Now the question arises whether a priority field that can be manually maintained by the user is semantically useful at all. After all, it can be derived from the type of an entry, the severity of an error, its frequency of occurrence, and perhaps also from the importance of the customer, which in turn can be derived from the revenue. It is actually more about determining an order, a ranking, in which the pending tasks should be processed, depending on defined criteria.

The linking of information in a semantic graph creates attractive automation potentials, but only on the basis of the defined criteria; exceptional cases remain unconsidered. An assistance system should therefore not mean taking over control of all decisions, but rather it should support us. To stay with the priority, a manual intervention to control the ranking within the framework of valid values should certainly be maintained.

Common Language, Terminology

A strategic goal in large companies is often to improve internal collaboration. One measure to achieve this is to improve communication. To achieve this, a uniform terminology, a common language - technically a common semantic definition of identifiers and their synonyms - helps.

In the area of Application Lifecycle Management (ALM), for example, there are terms such as issues, items or elements, tasks, features or functions, bugs, errors or defects, which can have different meanings in their respective contexts, but do not have to.

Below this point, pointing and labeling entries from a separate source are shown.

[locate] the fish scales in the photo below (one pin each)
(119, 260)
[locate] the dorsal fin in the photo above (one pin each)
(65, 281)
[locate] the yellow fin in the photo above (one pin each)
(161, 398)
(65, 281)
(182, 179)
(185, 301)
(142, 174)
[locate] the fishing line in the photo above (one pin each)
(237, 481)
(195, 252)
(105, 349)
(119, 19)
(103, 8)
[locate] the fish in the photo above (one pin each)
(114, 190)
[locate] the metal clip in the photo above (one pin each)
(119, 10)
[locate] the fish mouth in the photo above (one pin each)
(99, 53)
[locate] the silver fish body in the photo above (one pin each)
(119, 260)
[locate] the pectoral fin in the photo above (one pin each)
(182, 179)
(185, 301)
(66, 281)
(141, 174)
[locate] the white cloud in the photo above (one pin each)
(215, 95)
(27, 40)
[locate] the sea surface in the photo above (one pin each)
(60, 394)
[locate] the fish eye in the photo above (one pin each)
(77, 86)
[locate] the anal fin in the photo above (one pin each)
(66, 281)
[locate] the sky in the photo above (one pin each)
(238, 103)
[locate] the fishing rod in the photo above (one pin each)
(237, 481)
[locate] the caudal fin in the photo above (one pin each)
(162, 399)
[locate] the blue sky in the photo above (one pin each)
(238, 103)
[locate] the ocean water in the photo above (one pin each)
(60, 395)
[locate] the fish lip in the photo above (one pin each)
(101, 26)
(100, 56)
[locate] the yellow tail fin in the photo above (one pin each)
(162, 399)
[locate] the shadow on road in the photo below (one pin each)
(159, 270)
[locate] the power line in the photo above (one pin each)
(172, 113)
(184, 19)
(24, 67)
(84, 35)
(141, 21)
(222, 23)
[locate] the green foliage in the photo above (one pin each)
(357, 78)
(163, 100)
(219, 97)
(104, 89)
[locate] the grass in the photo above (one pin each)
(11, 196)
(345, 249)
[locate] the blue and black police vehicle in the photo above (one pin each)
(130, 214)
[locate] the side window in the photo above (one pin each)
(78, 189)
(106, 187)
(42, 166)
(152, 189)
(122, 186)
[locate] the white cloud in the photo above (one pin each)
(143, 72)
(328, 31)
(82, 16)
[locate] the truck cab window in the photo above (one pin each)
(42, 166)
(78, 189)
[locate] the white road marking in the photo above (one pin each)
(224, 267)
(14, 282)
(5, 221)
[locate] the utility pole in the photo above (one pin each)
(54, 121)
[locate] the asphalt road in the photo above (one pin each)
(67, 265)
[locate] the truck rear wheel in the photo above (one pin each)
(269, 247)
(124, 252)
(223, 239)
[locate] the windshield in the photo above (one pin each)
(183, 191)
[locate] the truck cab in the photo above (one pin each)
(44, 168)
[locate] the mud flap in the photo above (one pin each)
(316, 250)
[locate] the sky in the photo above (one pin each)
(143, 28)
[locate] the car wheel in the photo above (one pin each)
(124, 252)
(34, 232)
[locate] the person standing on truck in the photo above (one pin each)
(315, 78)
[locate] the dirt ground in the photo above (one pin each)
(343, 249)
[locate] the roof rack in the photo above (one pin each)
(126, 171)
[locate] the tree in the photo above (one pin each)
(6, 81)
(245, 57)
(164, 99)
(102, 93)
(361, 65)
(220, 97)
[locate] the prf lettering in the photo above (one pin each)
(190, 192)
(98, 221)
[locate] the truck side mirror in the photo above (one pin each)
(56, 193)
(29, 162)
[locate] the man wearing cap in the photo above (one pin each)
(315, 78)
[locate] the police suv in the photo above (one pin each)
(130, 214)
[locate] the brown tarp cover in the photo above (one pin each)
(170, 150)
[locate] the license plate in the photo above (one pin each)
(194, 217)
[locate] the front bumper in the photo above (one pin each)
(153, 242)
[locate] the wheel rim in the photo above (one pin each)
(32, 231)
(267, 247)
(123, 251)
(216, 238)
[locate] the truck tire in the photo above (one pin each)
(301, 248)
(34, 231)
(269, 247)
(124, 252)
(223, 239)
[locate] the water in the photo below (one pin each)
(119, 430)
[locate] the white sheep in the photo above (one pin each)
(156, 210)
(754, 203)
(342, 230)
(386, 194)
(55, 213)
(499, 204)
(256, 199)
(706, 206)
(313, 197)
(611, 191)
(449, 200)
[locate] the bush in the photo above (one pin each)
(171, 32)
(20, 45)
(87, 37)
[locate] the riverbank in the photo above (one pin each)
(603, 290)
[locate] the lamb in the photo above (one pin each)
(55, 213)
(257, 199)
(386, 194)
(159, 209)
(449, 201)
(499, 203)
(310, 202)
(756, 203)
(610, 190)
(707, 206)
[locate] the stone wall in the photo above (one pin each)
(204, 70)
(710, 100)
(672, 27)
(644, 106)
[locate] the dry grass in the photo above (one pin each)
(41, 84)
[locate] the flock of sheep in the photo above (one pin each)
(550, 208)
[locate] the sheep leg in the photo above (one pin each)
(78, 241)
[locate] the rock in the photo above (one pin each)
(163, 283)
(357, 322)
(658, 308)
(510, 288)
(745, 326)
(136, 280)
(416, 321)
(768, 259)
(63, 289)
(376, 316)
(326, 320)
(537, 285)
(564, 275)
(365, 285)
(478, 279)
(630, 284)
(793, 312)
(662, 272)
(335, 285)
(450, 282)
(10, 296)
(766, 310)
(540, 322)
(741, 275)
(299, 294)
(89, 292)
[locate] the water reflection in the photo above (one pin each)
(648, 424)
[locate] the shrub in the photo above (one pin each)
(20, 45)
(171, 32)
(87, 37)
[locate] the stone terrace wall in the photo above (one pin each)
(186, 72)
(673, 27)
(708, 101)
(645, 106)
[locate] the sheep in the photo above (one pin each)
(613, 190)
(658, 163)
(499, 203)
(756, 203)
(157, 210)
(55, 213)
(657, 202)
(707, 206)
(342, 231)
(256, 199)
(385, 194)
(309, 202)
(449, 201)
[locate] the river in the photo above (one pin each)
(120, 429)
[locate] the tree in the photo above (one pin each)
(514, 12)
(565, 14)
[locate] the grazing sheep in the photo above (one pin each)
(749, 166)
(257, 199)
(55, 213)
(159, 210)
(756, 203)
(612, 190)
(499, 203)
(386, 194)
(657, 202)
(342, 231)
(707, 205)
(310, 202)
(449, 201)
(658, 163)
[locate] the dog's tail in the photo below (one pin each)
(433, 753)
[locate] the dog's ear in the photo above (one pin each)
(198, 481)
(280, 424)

This creates ambiguities, resulting in misunderstandings and ultimately high costs to clarify them again.

Eliminating or at least reducing ambiguities is one of the goals of an SSOT. A glossary is a useful feature here. It represents a central reference of identifiers including a human-understandable description, the actual meaning. You can find important identifiers for understanding the terminology in the Glossary box at the bottom of this article.

Semantics

A semantic graph, also called an ontology, essentially consists of a class hierarchy, the so-called taxonomy or T-Box, and the individuals as well as the instances of the classes, the so-called A-Box. Multiple inheritance is also supported. In addition, there are the properties, which are divided into data properties and object properties, as well as the annotations.

While the data properties contain values for fields of an individual, the object properties describe the relations between different individuals. Both properties can be provided with meta-information that contributes to the actual strength of semantics. Properties can be structured hierarchically, thus also inheriting their meaning.

Annotations are additional information that can be attached to all mentioned entities but are not considered by the so-called reasoner. They can be used for comments, version numbers, the author of the information, or for the internationalization of an ontology.

The reasoner is an engine for logical conclusions, the so-called inference, and thus a core component of every semantic graph database. Some useful examples here are the following meta-information for object properties:

Transitive properties state that if an individual A references another individual B, and B references C, then A also references C. A transitive property "uses" would thus show not only the direct dependencies of an app's own high-level services but also the low-level services of the cloud provider used by them.

Inverse properties describe relations in the opposite direction. A property "usedBy" for a service would be a reversal of "uses". This supports top-down queries like "Which app uses which services" as well as bottom-up queries like "Which services are used by which app" - and this in an arbitrarily complex graph as a representation of the microservice infrastructure.

Symmetric properties like "interactsWith" state that if one service interacts with another, the same is true for the other service, without this having to be explicitly defined for the latter. This is exactly the task and function of the reasoner, which automatically makes these logical conclusions for the stored information.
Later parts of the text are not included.